Donc, ouais, le sac pourrait être en cuir ou en vannerie. C’est pas compliqué à faire, mais on n’en retrouve pas de trace ancienne. Je dirais que les traces les plus récentes de sacs datent probablement du mésolithique ; ce qui peut tout à fait être dû à la nature des matières organiques se conservant mal. En étendant le concept de moyen de transport porté par l’humain, des traces au sol de travois ont été trouvées il y a 20 000 ans en Amérique.
Thomas : oui donc les traces archéologiques d’outils tranchants sont pas mal antérieures à celles de récipients.
Sparfell : Très nettement. Les outils de chasse aussi, dans l’absolu, mais c’est plus difficile de s’avancer quand t’as moins de cinq sites pour des centaines de milliers d’années, voire des millions d’années. Et si la take de Le Guin est d’insister sur l’ancienneté de la collecte par rapport à la chasse, de fait le charognage est une forme de récolte.
Oui, mais est-ce vraiment accessible en jdr ?
A priori, hormis les jdr solo ou 1 MJ/ 1PJ, on fait pas tout à fait un voyage du héros en JDR, mais plutôt une version chorale, mais les autres tropes (voyage, baston, changement ou sauvetage du monde) sont plutôt respectés.
[Guillaume Rioult : Je pense qu’il faut quand même nuancer pour le voyage du héros. Vogler, qui a popularisé le voyage du héros dans son Le Guide du scénariste, choisit comme archétype directeur Le magicien d’Oz, qui est une aventure de groupe, bien que centrée sur Dorothy (personnage féminin).
Mais en effet le voyage initiatique peut s’opposer à l’histoire ancrée dans un territoire.
Autre nuance : le genre de l’enquête est très représenté en fiction et en JDR, peut on parler de fiction épée dans ce cas? Puisque la violence n’est pas le mode de résolution privilégié].
Pour faire une fiction-panier, il faudrait plusieurs personnages par jouaire pour rendre l’aspect collectif et ancrer dans un territoire :
• cf contenu « on joue des tas de personnages »
• cf jeu The Quiet Year
• Ars Magica (1987) encourage déjà à jouer plusieurs PJ par joueuse
On peut garder un certain aspect aventureux mais les dangers doivent menacer le collectif, de l’intérieur ou depuis l’extérieur, pour garder une certaine domesticité :
• cf The Quiet Year encore
• cf. Le labyrinthe de l’héroïne (par ailleurs adapté sous forme de fiches de destin dans Les Sentes)

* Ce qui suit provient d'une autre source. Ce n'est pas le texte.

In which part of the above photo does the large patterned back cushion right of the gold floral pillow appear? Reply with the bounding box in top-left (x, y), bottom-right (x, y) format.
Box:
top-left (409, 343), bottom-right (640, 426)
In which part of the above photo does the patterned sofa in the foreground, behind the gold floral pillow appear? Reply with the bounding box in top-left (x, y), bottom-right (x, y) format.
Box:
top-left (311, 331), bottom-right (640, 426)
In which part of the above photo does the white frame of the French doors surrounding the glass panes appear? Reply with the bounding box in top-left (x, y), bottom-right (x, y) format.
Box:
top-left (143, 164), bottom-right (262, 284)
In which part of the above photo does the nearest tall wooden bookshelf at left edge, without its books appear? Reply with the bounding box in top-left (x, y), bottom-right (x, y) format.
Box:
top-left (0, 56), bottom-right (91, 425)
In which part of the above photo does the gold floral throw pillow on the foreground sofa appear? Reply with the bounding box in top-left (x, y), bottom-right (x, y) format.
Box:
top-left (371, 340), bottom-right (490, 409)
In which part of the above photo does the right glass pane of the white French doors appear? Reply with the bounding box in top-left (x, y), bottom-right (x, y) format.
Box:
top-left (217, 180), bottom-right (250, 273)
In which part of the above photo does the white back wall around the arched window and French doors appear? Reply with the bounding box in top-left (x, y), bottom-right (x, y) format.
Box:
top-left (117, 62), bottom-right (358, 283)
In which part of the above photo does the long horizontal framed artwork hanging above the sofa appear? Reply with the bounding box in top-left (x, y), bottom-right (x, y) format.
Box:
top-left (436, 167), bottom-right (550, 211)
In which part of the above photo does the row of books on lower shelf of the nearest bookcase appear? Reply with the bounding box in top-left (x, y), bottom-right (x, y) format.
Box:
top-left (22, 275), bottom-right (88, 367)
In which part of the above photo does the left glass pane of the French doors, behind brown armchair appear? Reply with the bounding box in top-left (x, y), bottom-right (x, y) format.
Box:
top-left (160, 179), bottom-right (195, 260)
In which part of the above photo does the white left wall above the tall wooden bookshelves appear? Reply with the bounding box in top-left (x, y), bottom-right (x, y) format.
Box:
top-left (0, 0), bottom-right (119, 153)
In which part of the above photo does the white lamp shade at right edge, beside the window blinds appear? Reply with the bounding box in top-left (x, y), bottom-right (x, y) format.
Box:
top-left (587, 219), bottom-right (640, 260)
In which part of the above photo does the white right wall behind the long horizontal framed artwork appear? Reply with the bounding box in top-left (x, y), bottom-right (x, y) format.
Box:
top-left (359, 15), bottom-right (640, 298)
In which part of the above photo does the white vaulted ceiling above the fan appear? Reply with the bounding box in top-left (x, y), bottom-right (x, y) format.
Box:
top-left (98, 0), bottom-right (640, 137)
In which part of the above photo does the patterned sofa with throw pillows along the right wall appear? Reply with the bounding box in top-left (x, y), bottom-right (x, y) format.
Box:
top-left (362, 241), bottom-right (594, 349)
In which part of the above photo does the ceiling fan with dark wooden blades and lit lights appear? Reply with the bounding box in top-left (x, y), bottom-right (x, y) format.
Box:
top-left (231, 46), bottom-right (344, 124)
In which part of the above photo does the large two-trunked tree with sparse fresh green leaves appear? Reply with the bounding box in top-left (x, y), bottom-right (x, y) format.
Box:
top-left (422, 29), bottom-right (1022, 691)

• cf contenu le défi domestique (à paraître)
• cf contenu jouer dans un terroir
• Éventuellement on peut jouer sur un pas de temps long (cf contenu dédié) ou jouer des collectifs comme des personnages (par exemple avec des livrets de cadre)

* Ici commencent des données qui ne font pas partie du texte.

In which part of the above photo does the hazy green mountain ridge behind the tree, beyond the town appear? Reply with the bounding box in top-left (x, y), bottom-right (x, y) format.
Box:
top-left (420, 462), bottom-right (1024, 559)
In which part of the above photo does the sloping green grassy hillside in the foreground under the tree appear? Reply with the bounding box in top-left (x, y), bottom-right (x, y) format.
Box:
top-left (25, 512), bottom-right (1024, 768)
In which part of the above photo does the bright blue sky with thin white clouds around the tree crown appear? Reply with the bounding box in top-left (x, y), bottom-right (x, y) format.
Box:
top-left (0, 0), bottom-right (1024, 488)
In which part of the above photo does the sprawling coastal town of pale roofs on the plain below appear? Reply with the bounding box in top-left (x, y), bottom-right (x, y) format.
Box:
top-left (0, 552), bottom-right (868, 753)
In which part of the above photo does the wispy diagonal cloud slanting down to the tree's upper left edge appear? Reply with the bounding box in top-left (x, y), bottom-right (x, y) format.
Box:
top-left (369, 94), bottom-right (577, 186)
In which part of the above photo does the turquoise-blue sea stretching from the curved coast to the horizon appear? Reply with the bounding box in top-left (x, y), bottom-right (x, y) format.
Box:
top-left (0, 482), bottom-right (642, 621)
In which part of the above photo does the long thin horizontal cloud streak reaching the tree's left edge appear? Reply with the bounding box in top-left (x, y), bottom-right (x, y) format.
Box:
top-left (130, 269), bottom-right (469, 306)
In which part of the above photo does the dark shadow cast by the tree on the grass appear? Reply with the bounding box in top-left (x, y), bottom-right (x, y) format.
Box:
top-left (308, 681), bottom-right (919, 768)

On peut cependant tolérer des fictions panier à personnage unique, comme c’est le cas dans Les Dépossédés d’Ursula Le Guin ou L’organe et la sonde de Pauline Puccianno, du moment que les préoccupations et enjeux des personnages résonnent avec le collectif. Pour cela, quelques ressources :
• Les Sentes (pas de MJ, que des PJ, personnages ancrés dans le communautaire)
• Atelier de création de communauté solarpunk (et le jeu associé)

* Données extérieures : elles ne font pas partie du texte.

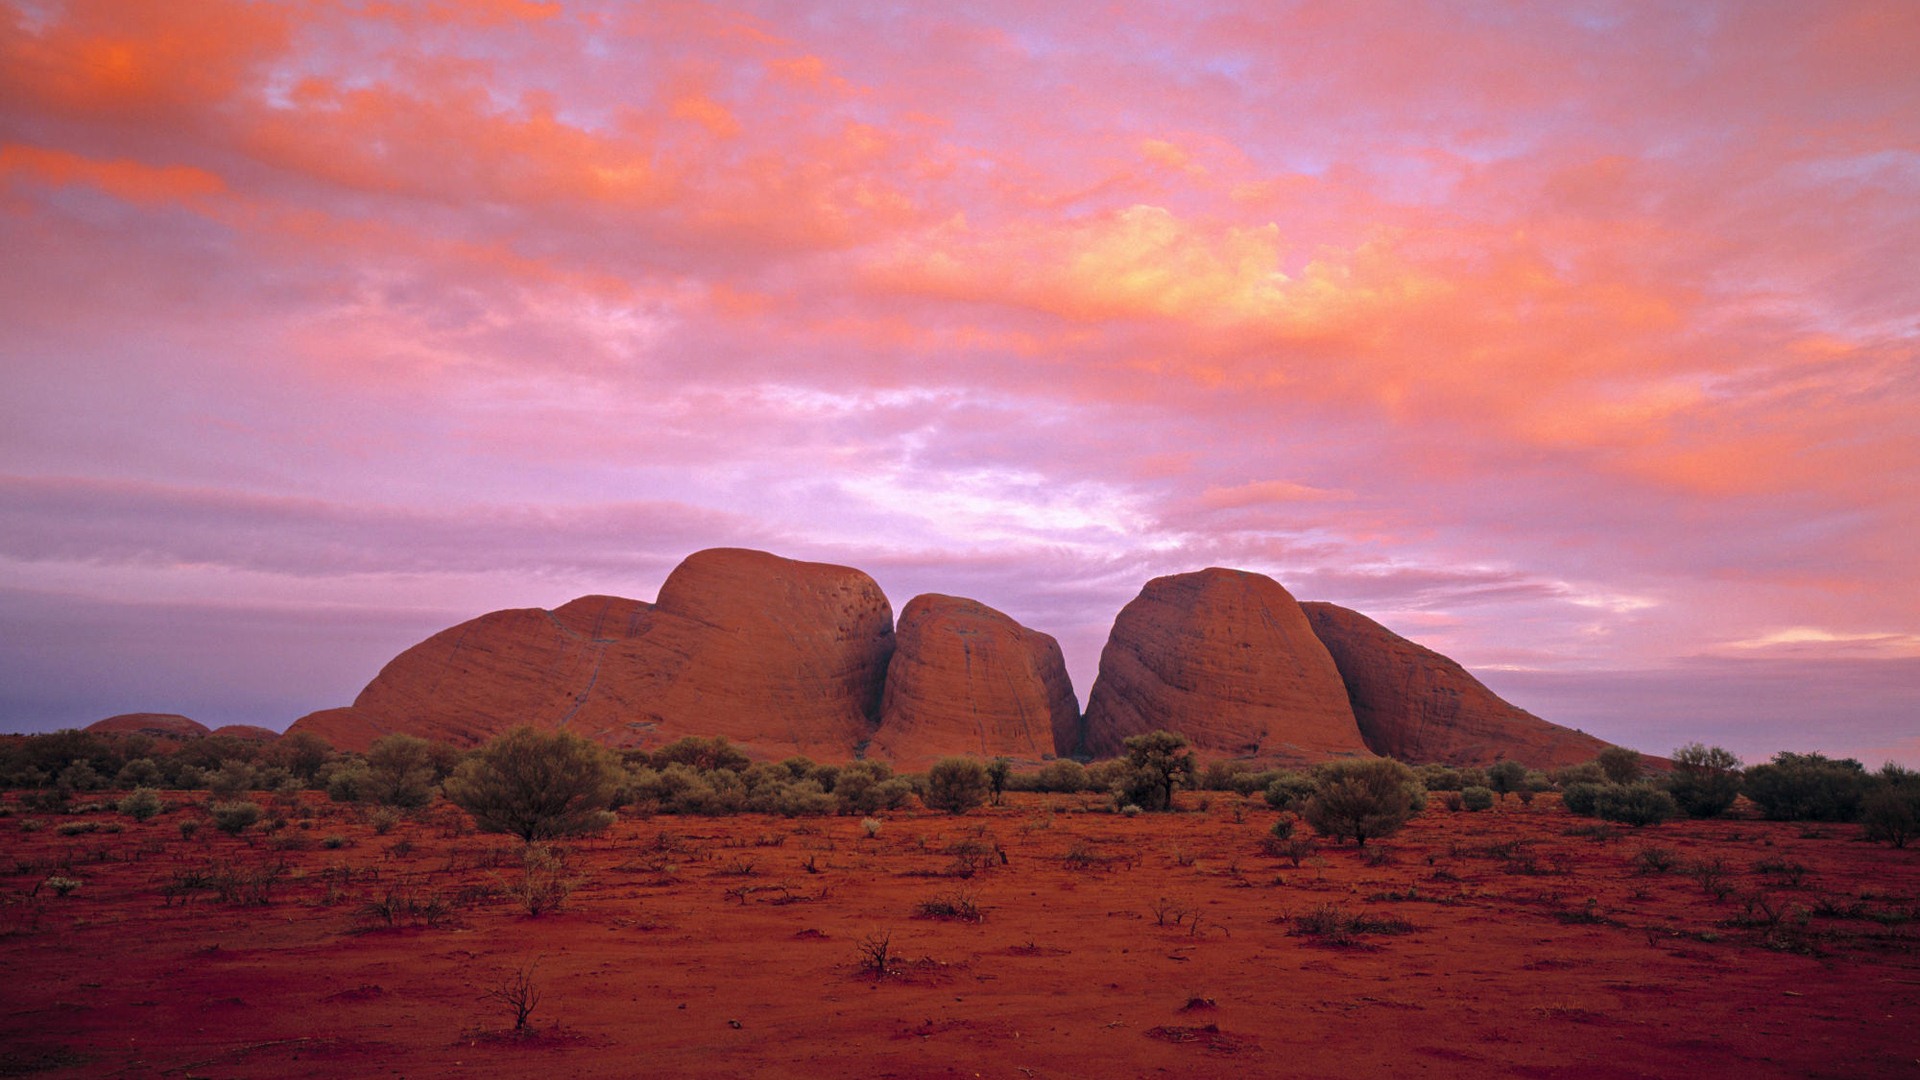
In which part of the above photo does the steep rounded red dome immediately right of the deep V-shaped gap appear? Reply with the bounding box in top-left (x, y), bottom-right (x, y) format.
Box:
top-left (1085, 567), bottom-right (1369, 765)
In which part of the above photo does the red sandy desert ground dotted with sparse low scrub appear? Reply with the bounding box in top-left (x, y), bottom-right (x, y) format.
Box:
top-left (0, 792), bottom-right (1920, 1078)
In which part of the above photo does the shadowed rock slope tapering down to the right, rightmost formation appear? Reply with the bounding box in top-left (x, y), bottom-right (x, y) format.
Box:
top-left (1300, 601), bottom-right (1607, 769)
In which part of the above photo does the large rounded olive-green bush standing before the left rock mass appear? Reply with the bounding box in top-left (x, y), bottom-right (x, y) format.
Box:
top-left (445, 726), bottom-right (622, 842)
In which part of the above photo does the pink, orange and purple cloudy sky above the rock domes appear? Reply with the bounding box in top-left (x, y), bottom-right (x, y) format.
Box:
top-left (0, 0), bottom-right (1920, 765)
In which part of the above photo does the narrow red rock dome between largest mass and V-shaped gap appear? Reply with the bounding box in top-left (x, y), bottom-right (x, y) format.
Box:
top-left (868, 594), bottom-right (1079, 771)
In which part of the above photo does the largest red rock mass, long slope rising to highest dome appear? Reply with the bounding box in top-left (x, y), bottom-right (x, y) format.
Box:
top-left (288, 548), bottom-right (893, 761)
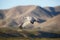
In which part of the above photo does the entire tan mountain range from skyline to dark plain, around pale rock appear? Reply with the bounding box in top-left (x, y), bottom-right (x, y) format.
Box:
top-left (0, 5), bottom-right (60, 36)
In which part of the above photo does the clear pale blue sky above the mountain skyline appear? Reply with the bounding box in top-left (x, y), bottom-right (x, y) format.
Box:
top-left (0, 0), bottom-right (60, 9)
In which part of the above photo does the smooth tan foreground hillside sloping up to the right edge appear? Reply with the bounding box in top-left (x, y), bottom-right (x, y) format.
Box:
top-left (34, 15), bottom-right (60, 33)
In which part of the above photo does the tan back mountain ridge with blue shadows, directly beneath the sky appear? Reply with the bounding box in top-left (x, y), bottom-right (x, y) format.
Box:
top-left (0, 5), bottom-right (60, 32)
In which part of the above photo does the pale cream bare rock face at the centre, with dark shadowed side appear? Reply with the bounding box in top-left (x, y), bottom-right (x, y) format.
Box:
top-left (21, 16), bottom-right (35, 29)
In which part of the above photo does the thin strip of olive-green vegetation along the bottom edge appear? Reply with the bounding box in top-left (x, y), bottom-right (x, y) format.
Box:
top-left (0, 37), bottom-right (60, 40)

• Enclaves, un module pour Biomasse
• L’important en jeu avec MJ, c’est d’avoir un scénario bac à sable, voir bac à sable du quotidien
Pour l’aspect histoire du sac :
• il faut réinventer des enjeux autour de la cueillette et d’autres “péripéties” domestiques (gardiennage d’enfants, dînette), cf Non-combat-Tabletop Almanac Volume 1
• tables aléatoires pour cueillette (cf Biomasse)
• des choses intéressantes dans les magasins (RP dînette)
• du voyage (cf contenu sur le sujet)
• [Guillaume Rioult : L’aspect panier peut aussi constituer une scène plutôt qu’une histoire entière : récolte d’ingrédients pour un sortilège, tels des focus pour Ars Magica, ou bien gestion de domaine comme dans Pendragon.]
Je me rends compte que j’aurais pu insister davantage sur tout ce qu’on peut transporter dans un sac, des végétaux, des petites proies, des fétiches, des cadeaux, de jolies pierres, des jouets, des graines à manger, des graines à semer, des graines de la discorde, des graines d’espoir.